Le 2 juin, en Comité permanent des langues officielles, c’était au tour de la commissaire aux langues officielles, Kelly Burke, de renvoyer Patrimoine canadien à la table à dessin sur la proposition de règlement qui concerne les régions à forte présence francophone (RFPF).
Ce dernier désigne des entreprises privées de compétence fédérale, qui devront – une fois le règlement adopté – notamment fournir des services en français dans ces régions.
À lire aussi : Ottawa désigne des régions où le service en français sera obligatoire
Étendre à d’autres régions
Premier problème soulevé par Kelly Burke : la Loi sur l’usage du français dans les entreprises privées de compétence fédérale (LUFEP) prévoit d’autres critères pour définir les RFPF, qui ne sont pas repris par le règlement.
[Le règlement] ne tient pas compte de l’épanouissement des communautés, de leurs spécificités. Par exemple, le grand territoire de Toronto devrait idéalement être une région à forte présence francophone
La commissaire a précisé qu’elle appuyait une «portée plus large de l’application de la loi». Il manque selon elle des définitions pour y parvenir.
Elle cible notamment la formule utilisée – entre autres, la nécessité d’une demande potentielle de services en français d’au moins 20 % – pour déterminer les RFPF : «On veut étendre la portée de la LUFEP, avec au moins une région francophone dans chaque province et chaque territoire», propose-t-elle.
Elle demande aussi à Patrimoine canadien de procéder à une analyse d’impact afin que la nouvelle règlementation reflète un équilibre entre les droits des travailleurs francophones et les réalités opérationnelles des entreprises concernées, notamment si la liste des régions à forte présence francophone devait être élargie à de plus petites communautés.
Autre hic d’après elle : il manque des précisions sur les termes «services», «communications» ou encore «consommateur», qui n’est «pas défini du tout» a-t-elle déploré devant les députés.
«“Consommateur” sous-tend un achat de quelque sorte […], tandis que “public” ne limite pas la portée de la loi à un échange monétaire», illustre-t-elle.
Kelly Burke prend l’exemple d’un consommateur à l’aéroport, qui effectue une transaction monétaire en achetant un billet d’avion. «Mais celui ou celle qui dépose une personne à l’aéroport, est-ce un consommateur?

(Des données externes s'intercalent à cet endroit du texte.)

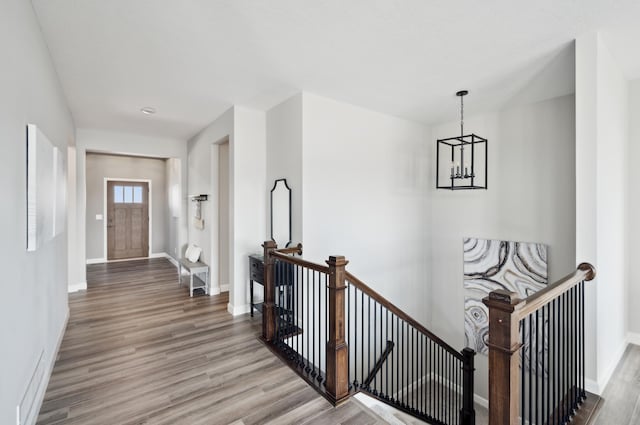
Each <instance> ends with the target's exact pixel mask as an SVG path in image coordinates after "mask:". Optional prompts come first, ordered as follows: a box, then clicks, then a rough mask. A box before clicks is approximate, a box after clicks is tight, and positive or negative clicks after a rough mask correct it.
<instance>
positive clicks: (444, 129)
mask: <svg viewBox="0 0 640 425" xmlns="http://www.w3.org/2000/svg"><path fill="white" fill-rule="evenodd" d="M459 125H460V123H459V121H454V122H450V123H446V124H441V125H437V126H434V127H433V140H432V141H430V143H432V145H431V147H432V148H433V149H435V146H434V144H435V140H436V139H438V138H445V137H451V135H455V134H458V132H459V131H460V130H459ZM465 128H466V129H467V131H466V132H467V133H470V132H473V133H476V134H478V135H480V136H482V137H486V138H487V139H488V140H489V142H488V143H489V161H488V165H489V172H488V174H489V181H488V187H489V189H488V190H486V191H485V190H477V191H476V190H474V191H447V190H435V189H433V188H430V197H431V218H432V220H431V229H432V230H431V231H432V239H431V252H432V258H431V275H430V281H431V282H432V285H433V290H432V291H433V293H432V297H431V304H430V309H431V310H432V323H433V326H432V330H433V331H434V332H435V333H436V334H437V335H439V336H440V337H441V338H443V339H444V340H445V341H447V342H449V343H450V344H451V345H453V346H454V347H456V348H458V349H461V348H463V347H464V342H465V339H464V288H463V255H462V254H463V252H462V240H463V238H464V237H478V238H486V239H500V240H511V241H523V242H540V243H544V244H547V245H548V247H549V251H548V254H549V255H548V260H549V268H548V271H549V280H550V282H554V281H555V280H557V279H559V278H561V277H563V276H564V275H566V274H568V273H571V272H572V271H573V270H575V266H576V264H575V230H574V229H575V199H574V191H575V175H574V170H575V164H574V153H575V148H574V140H575V136H574V131H575V120H574V97H573V95H566V96H561V97H558V98H554V99H549V100H544V101H541V102H536V103H532V104H526V105H520V106H516V105H513V106H510V107H509V108H508V109H505V110H503V111H499V112H494V113H486V114H480V115H473V116H467V117H465ZM476 369H477V374H476V389H475V390H476V393H477V394H479V395H481V396H482V397H486V396H487V394H488V388H487V385H488V382H487V376H488V364H487V357H486V356H483V355H481V354H478V355H477V356H476Z"/></svg>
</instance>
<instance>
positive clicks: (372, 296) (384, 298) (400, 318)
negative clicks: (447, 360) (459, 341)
mask: <svg viewBox="0 0 640 425" xmlns="http://www.w3.org/2000/svg"><path fill="white" fill-rule="evenodd" d="M346 277H347V282H349V283H350V284H352V285H353V286H355V287H357V288H358V289H360V290H361V291H362V292H364V293H365V294H367V295H368V296H369V297H371V298H372V299H374V300H376V301H377V302H379V303H380V304H382V306H383V307H384V308H386V309H387V310H389V311H390V312H391V313H393V314H395V315H396V316H398V317H399V318H400V319H402V320H404V321H405V322H407V323H408V324H410V325H411V326H413V327H414V328H416V329H417V330H418V331H419V332H422V333H423V334H425V335H427V336H428V337H429V338H430V339H431V340H433V341H434V342H436V343H438V345H440V346H442V348H444V349H446V350H447V351H448V352H449V353H450V354H452V355H453V356H455V357H457V358H458V359H460V360H464V357H463V355H462V354H461V353H460V352H459V351H457V350H456V349H455V348H453V347H452V346H450V345H449V344H447V343H446V342H444V341H443V340H442V339H440V338H438V337H437V336H436V335H434V334H433V333H431V332H429V330H428V329H427V328H425V327H424V326H422V325H421V324H420V323H418V322H417V321H416V320H415V319H414V318H413V317H411V316H409V315H408V314H407V313H405V312H404V311H402V310H400V309H399V308H398V307H396V306H395V305H394V304H393V303H392V302H391V301H389V300H387V299H386V298H385V297H383V296H382V295H380V294H379V293H377V292H376V291H374V290H373V289H371V288H370V287H369V286H367V284H366V283H364V282H363V281H361V280H360V279H358V278H357V277H355V276H354V275H352V274H351V273H349V272H347V273H346Z"/></svg>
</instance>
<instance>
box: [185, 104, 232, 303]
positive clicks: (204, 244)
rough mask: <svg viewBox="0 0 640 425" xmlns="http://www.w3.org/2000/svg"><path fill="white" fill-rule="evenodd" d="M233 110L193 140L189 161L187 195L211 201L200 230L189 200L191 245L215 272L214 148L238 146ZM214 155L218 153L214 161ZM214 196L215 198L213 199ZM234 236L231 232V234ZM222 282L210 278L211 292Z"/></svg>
mask: <svg viewBox="0 0 640 425" xmlns="http://www.w3.org/2000/svg"><path fill="white" fill-rule="evenodd" d="M233 122H234V108H230V109H228V110H227V111H225V112H224V113H223V114H222V115H220V116H219V117H218V118H216V119H215V120H214V121H213V122H212V123H211V124H209V125H208V126H207V127H205V128H204V129H203V130H202V131H200V132H199V133H198V134H197V135H196V136H194V137H193V138H191V139H190V140H189V143H188V151H189V159H188V168H187V174H188V181H189V183H188V187H189V189H188V192H186V193H188V194H189V196H192V195H200V194H206V195H210V196H211V197H210V198H209V200H207V201H206V202H201V203H200V204H201V205H200V208H201V211H200V214H201V217H202V218H203V219H204V228H203V229H198V228H196V227H195V225H194V222H193V217H194V215H195V208H196V206H195V203H194V202H191V200H190V199H187V202H188V213H187V218H186V219H187V223H188V229H189V235H188V239H189V244H194V245H198V246H199V247H200V248H202V259H203V260H204V262H205V263H207V264H209V266H210V267H211V268H212V270H218V269H219V267H218V260H219V259H218V237H219V235H218V227H217V225H218V208H219V207H220V206H219V205H218V196H217V193H218V189H217V186H218V173H219V170H218V160H217V158H218V156H217V150H214V149H213V147H214V145H216V144H217V143H219V142H221V141H223V140H224V141H227V140H228V143H229V147H231V146H232V145H233V144H234V143H235V134H234V127H233ZM213 152H215V153H216V155H215V159H216V160H214V155H213ZM229 177H230V179H229V187H230V190H229V193H230V194H231V193H232V192H233V176H231V175H229ZM214 195H215V196H214ZM227 208H228V210H229V215H230V216H233V203H232V202H231V200H230V202H229V205H228V206H227ZM231 233H232V232H231ZM229 252H230V253H231V252H233V240H232V239H231V238H230V245H229ZM183 254H184V251H183V252H181V253H179V255H180V256H182V255H183ZM231 257H232V256H230V258H229V264H228V266H227V267H228V269H229V281H230V282H229V283H231V282H233V277H234V276H233V271H232V270H231V267H232V263H231V261H232V260H231ZM218 278H219V276H218V274H217V273H215V272H214V273H212V274H211V279H212V281H211V282H210V286H211V287H212V288H214V290H215V288H220V282H219V281H216V280H217V279H218Z"/></svg>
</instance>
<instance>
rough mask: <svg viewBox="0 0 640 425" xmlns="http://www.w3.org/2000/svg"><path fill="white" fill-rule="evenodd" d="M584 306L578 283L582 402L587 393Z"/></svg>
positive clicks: (580, 289) (583, 292) (581, 283)
mask: <svg viewBox="0 0 640 425" xmlns="http://www.w3.org/2000/svg"><path fill="white" fill-rule="evenodd" d="M584 312H585V304H584V281H582V282H580V315H581V316H582V317H580V329H582V339H581V341H580V345H581V346H580V353H581V357H582V378H581V380H582V385H581V386H580V390H581V392H582V394H581V397H582V400H583V401H584V399H585V398H586V397H587V393H586V391H585V382H584V379H585V375H586V367H587V364H586V363H585V359H584V356H585V354H584V353H585V350H584V346H585V338H584V333H585V330H584V329H585V321H584V315H585V313H584Z"/></svg>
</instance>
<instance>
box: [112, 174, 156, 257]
mask: <svg viewBox="0 0 640 425" xmlns="http://www.w3.org/2000/svg"><path fill="white" fill-rule="evenodd" d="M108 182H136V183H147V184H148V185H149V198H148V199H149V217H148V219H149V221H148V222H149V250H148V252H147V257H151V247H152V246H153V244H152V243H153V230H152V229H153V220H152V217H153V214H152V211H153V204H152V203H151V179H126V178H120V177H105V178H104V190H103V192H104V200H103V206H104V208H103V211H104V212H103V215H102V221H103V225H102V232H103V233H102V234H103V239H104V244H103V247H102V249H103V250H104V251H103V252H102V258H104V261H105V262H109V259H108V256H107V249H108V248H107V221H108V220H107V183H108ZM131 259H132V258H126V259H124V260H111V261H127V260H131Z"/></svg>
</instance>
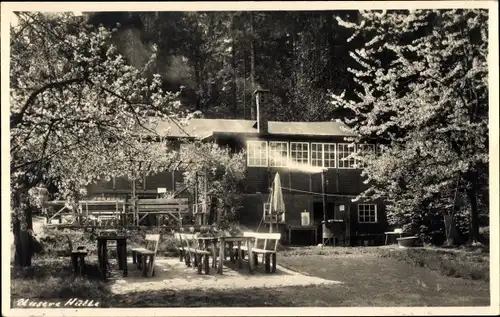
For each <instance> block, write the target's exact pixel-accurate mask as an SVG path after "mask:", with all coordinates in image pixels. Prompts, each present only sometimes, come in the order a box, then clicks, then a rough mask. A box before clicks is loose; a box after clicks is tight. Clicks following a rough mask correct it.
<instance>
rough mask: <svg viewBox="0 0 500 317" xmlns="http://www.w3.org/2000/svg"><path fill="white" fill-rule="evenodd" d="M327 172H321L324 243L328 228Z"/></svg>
mask: <svg viewBox="0 0 500 317" xmlns="http://www.w3.org/2000/svg"><path fill="white" fill-rule="evenodd" d="M325 174H326V171H325V170H323V171H322V172H321V192H322V196H323V227H322V230H321V231H322V232H321V236H322V237H323V238H322V244H323V245H324V244H325V231H326V230H325V229H326V195H325V192H326V189H325V185H326V184H325V182H326V180H325Z"/></svg>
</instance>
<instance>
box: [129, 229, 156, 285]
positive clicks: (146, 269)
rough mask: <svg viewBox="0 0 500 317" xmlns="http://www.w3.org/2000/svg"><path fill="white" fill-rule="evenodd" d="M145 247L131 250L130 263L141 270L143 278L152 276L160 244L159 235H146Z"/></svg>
mask: <svg viewBox="0 0 500 317" xmlns="http://www.w3.org/2000/svg"><path fill="white" fill-rule="evenodd" d="M145 240H146V246H145V247H144V248H133V249H132V262H133V263H135V264H137V267H138V268H139V269H141V268H142V270H143V273H142V275H143V276H145V277H146V276H148V272H149V274H151V276H154V269H155V260H156V253H157V252H158V245H159V243H160V235H159V234H146V238H145Z"/></svg>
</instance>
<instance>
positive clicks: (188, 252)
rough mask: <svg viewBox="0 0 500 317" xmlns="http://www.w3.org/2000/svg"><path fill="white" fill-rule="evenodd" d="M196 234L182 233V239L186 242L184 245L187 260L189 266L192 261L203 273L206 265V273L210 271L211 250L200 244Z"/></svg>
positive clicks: (205, 271)
mask: <svg viewBox="0 0 500 317" xmlns="http://www.w3.org/2000/svg"><path fill="white" fill-rule="evenodd" d="M197 238H198V236H197V235H196V234H187V233H184V234H181V236H180V239H181V240H182V241H183V242H184V243H183V245H182V247H183V248H184V251H185V261H186V265H187V266H191V261H193V264H194V266H195V267H197V268H198V274H201V273H202V269H203V267H204V270H205V274H209V273H210V264H209V262H210V254H212V253H211V252H210V251H208V250H205V249H204V248H203V246H200V245H199V242H198V239H197Z"/></svg>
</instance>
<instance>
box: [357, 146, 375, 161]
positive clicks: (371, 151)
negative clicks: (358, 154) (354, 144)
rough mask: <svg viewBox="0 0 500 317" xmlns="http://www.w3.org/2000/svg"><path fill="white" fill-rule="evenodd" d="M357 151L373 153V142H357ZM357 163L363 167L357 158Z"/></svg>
mask: <svg viewBox="0 0 500 317" xmlns="http://www.w3.org/2000/svg"><path fill="white" fill-rule="evenodd" d="M358 153H362V154H373V153H375V144H358ZM357 164H360V165H361V167H363V165H364V164H363V162H361V161H360V160H359V159H358V160H357Z"/></svg>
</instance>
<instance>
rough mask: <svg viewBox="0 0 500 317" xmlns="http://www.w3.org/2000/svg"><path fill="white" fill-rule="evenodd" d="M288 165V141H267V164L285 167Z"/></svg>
mask: <svg viewBox="0 0 500 317" xmlns="http://www.w3.org/2000/svg"><path fill="white" fill-rule="evenodd" d="M287 165H288V143H287V142H269V166H275V167H285V166H287Z"/></svg>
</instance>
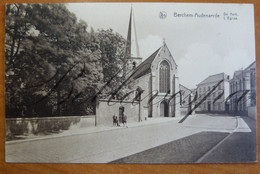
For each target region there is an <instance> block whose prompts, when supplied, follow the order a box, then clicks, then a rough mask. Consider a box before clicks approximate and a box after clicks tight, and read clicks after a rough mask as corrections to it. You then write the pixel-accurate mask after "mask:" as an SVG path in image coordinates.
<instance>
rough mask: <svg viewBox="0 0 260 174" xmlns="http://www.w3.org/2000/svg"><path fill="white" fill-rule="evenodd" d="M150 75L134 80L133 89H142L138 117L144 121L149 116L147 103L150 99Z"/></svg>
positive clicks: (150, 93)
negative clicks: (134, 83)
mask: <svg viewBox="0 0 260 174" xmlns="http://www.w3.org/2000/svg"><path fill="white" fill-rule="evenodd" d="M150 77H151V74H150V73H149V74H146V75H144V76H142V77H140V78H138V79H137V80H136V85H135V88H137V87H140V88H142V90H144V91H143V93H142V96H141V98H142V101H141V102H140V115H141V120H146V118H147V117H148V115H149V105H148V101H149V99H150V98H151V89H150V84H151V80H150Z"/></svg>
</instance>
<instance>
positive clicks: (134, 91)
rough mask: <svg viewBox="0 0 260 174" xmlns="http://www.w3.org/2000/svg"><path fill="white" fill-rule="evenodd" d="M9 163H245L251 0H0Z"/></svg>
mask: <svg viewBox="0 0 260 174" xmlns="http://www.w3.org/2000/svg"><path fill="white" fill-rule="evenodd" d="M5 23H6V26H5V27H6V28H5V31H6V32H5V103H6V107H5V111H6V124H5V131H6V132H5V138H6V139H5V140H6V141H5V152H6V153H5V158H6V162H10V163H112V164H115V163H123V164H124V163H130V164H133V163H139V164H169V163H170V164H172V163H254V162H256V161H257V141H256V120H257V114H256V61H255V60H256V56H255V31H254V6H253V4H224V3H219V4H213V3H212V4H210V3H60V4H52V3H50V4H37V3H36V4H7V5H6V18H5Z"/></svg>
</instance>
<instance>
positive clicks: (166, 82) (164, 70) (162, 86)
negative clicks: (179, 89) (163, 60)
mask: <svg viewBox="0 0 260 174" xmlns="http://www.w3.org/2000/svg"><path fill="white" fill-rule="evenodd" d="M169 90H170V66H169V63H168V62H167V61H165V60H164V61H162V63H161V64H160V90H159V91H160V92H162V93H167V92H168V91H169Z"/></svg>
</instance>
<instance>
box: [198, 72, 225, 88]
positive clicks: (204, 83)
mask: <svg viewBox="0 0 260 174" xmlns="http://www.w3.org/2000/svg"><path fill="white" fill-rule="evenodd" d="M223 79H224V80H225V79H228V75H226V74H225V73H220V74H215V75H211V76H209V77H207V78H206V79H205V80H203V81H202V82H200V83H199V84H198V85H202V84H206V83H213V82H218V81H220V80H223Z"/></svg>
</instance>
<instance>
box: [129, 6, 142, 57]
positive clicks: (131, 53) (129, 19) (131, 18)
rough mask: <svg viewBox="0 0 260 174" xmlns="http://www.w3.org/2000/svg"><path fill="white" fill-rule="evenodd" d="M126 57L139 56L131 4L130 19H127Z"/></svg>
mask: <svg viewBox="0 0 260 174" xmlns="http://www.w3.org/2000/svg"><path fill="white" fill-rule="evenodd" d="M126 57H128V58H131V57H140V53H139V45H138V40H137V34H136V27H135V20H134V13H133V7H132V6H131V11H130V19H129V25H128V32H127V43H126Z"/></svg>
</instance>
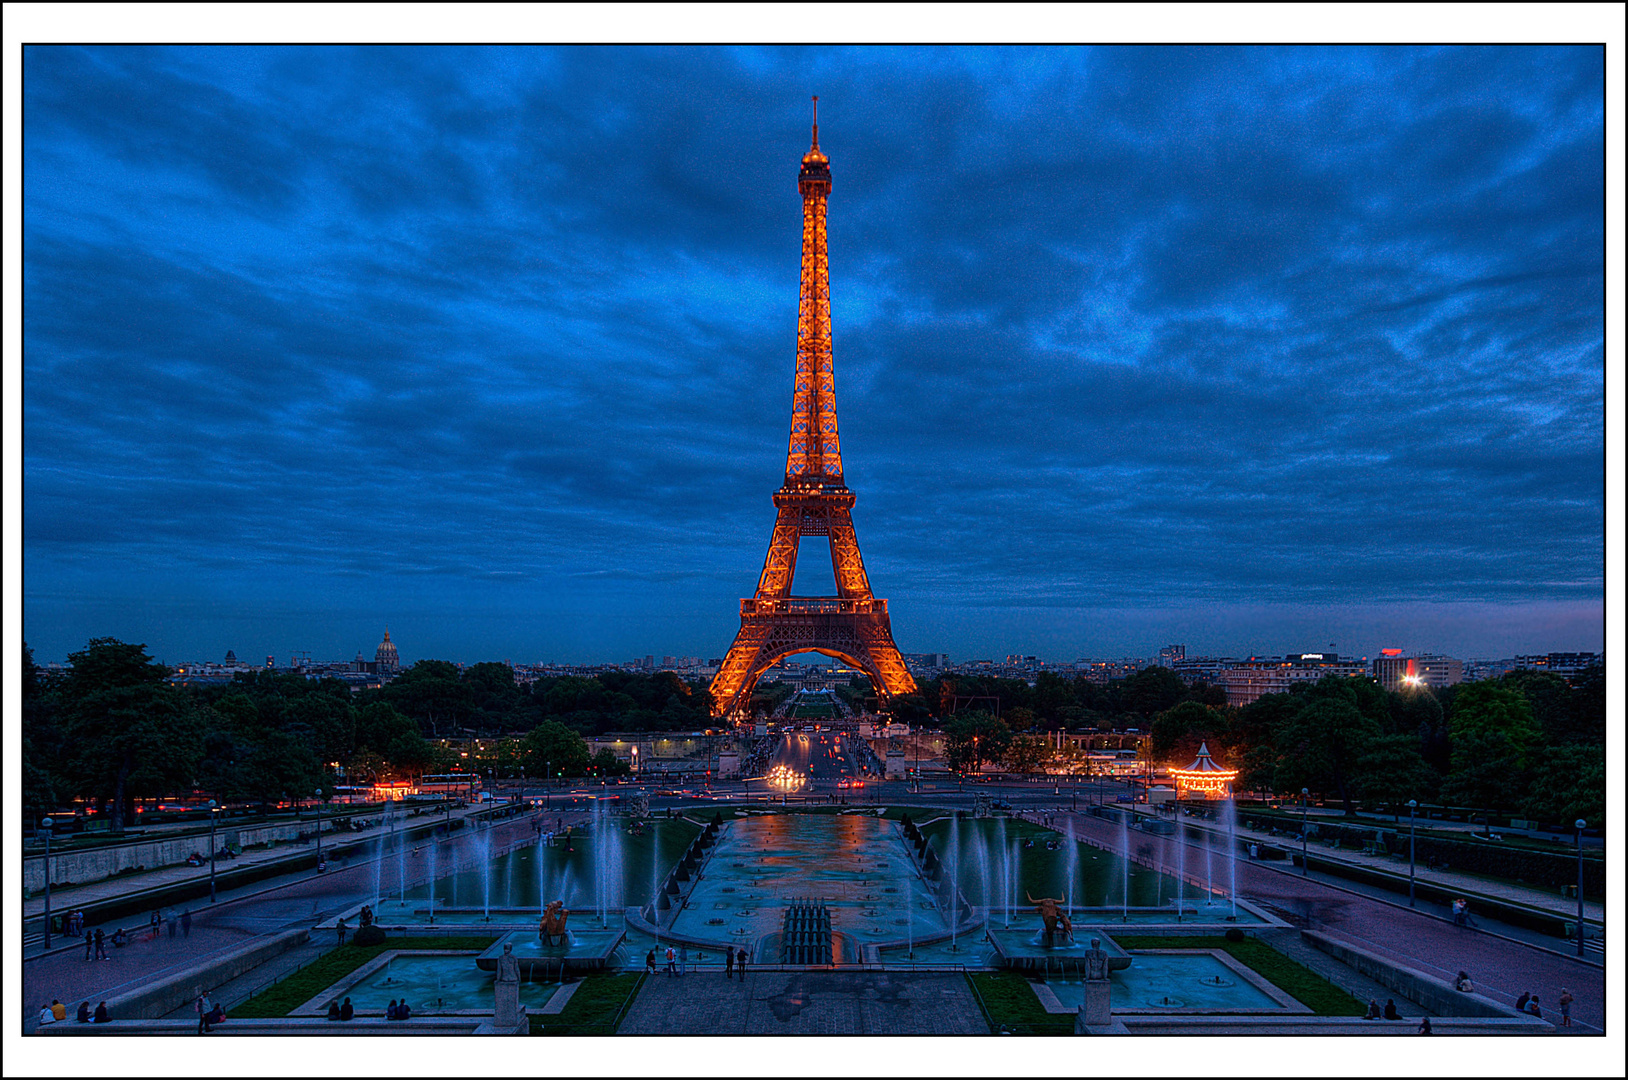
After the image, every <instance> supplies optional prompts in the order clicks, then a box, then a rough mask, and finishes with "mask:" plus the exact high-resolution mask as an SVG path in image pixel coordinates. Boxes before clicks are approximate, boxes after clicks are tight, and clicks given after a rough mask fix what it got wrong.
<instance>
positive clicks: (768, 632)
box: [711, 98, 917, 715]
mask: <svg viewBox="0 0 1628 1080" xmlns="http://www.w3.org/2000/svg"><path fill="white" fill-rule="evenodd" d="M798 191H799V192H803V285H801V300H799V303H798V370H796V380H794V383H793V391H791V445H790V450H788V451H786V482H785V484H781V487H780V490H778V492H775V511H777V513H775V531H773V534H772V536H770V541H768V554H767V555H765V557H764V572H762V575H759V578H757V595H755V596H752V598H749V599H742V601H741V632H739V634H736V635H734V645H731V647H729V655H728V656H724V661H723V665H721V666H720V668H718V674H716V676H715V678H713V683H711V696H713V710H715V713H716V715H744V713H746V707H747V702H751V699H752V689H754V687H755V686H757V679H759V676H760V674H764V671H765V670H768V666H770V665H773V663H775V661H778V660H780V658H783V656H790V655H791V653H804V652H816V653H825V655H827V656H837V658H838V660H845V661H848V663H850V665H853V666H856V668H860V670H861V671H864V673H866V674H868V676H869V678H871V686H873V687H874V689H876V694H877V697H881V700H882V707H884V709H886V705H887V704H889V702H891V700H892V699H894V697H895V696H899V694H915V691H917V686H915V679H913V678H910V671H908V670H907V668H905V661H904V656H900V655H899V647H897V645H894V632H892V626H891V624H889V621H887V601H886V599H877V598H876V596H873V595H871V580H869V578H868V577H866V573H864V560H863V559H861V557H860V541H858V539H856V538H855V534H853V518H851V516H850V513H848V511H850V510H853V492H850V490H848V485H847V484H845V482H843V479H842V443H840V440H838V438H837V391H835V384H834V381H832V367H830V267H829V266H827V261H825V197H827V195H829V194H830V158H827V156H825V155H824V153H821V148H819V98H814V145H812V147H811V148H809V151H807V153H806V155H803V169H801V171H799V173H798ZM804 536H824V538H827V539H829V541H830V565H832V570H834V572H835V575H837V595H835V596H791V578H793V575H794V572H796V567H798V544H799V542H801V539H803V538H804Z"/></svg>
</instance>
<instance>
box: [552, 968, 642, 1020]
mask: <svg viewBox="0 0 1628 1080" xmlns="http://www.w3.org/2000/svg"><path fill="white" fill-rule="evenodd" d="M641 986H645V974H643V972H638V974H619V976H609V974H591V976H584V977H583V981H581V984H580V986H578V987H576V992H575V994H571V1000H568V1002H567V1003H565V1008H562V1010H560V1012H558V1013H552V1015H547V1016H539V1015H532V1016H531V1033H532V1034H615V1030H617V1026H620V1021H622V1016H620V1015H619V1013H622V1007H624V1005H627V1003H628V1002H630V1000H632V999H633V995H635V994H638V987H641Z"/></svg>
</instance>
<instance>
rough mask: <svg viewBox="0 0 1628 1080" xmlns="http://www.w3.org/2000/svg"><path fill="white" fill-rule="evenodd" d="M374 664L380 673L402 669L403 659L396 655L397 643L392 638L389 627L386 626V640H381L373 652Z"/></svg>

Ça peut être une personne qui demande un service au comptoir et cette personne devrait avoir accès aux services en français, malgré le fait qu’il n’y a pas d’échange commercial», a-t-elle exposé.
Kelly Burke soutient que le Commissariat aux langues officielles aurait besoin de plus de ressources pour gérer les demandes si l’avant-projet de règlement sur les régions à forte présence francophone demeure dans son état actuel.
Plus de travail pour la commissaire
La nouvelle règlementation, telle qu’elle est proposée, entrainerait également une charge de travail accrue et des besoins budgétaires supplémentaires pour le CLO.
Patrimoine canadien n’a pas fourni de registre des entreprises privées qui seraient visées. Le CLO estime toutefois qu’il y en aurait au moins 386, soit 1580 nouveaux lieux de travail, 35 307 employés au Québec et 38 022 dans les régions à forte présence francophone.
«Le nombre de plaintes va refléter ces nouveaux chiffres […] il y aura une charge de travail supplémentaire», affirme Kelly Burke.
Selon elle, la mise en œuvre de ce nouveau cadre nécessitera un travail juridique supplémentaire, de nouvelles interprétations de la loi et «de nouveaux contacts avec de nouveaux partenaires, surtout s’il n’y a pas de registre des entreprises».
La recevabilité des plaintes deviendra notamment un processus «beaucoup plus laborieux que celui qu’on a actuellement pour les langues officielles. On ne connait ni la portée ni la nature de ces entreprises».
La commissaire a réaffirmé que la création d’un registre des entreprises visées – actuellement prévue comme une simple possibilité dans le projet de règlement – devrait devenir obligatoire.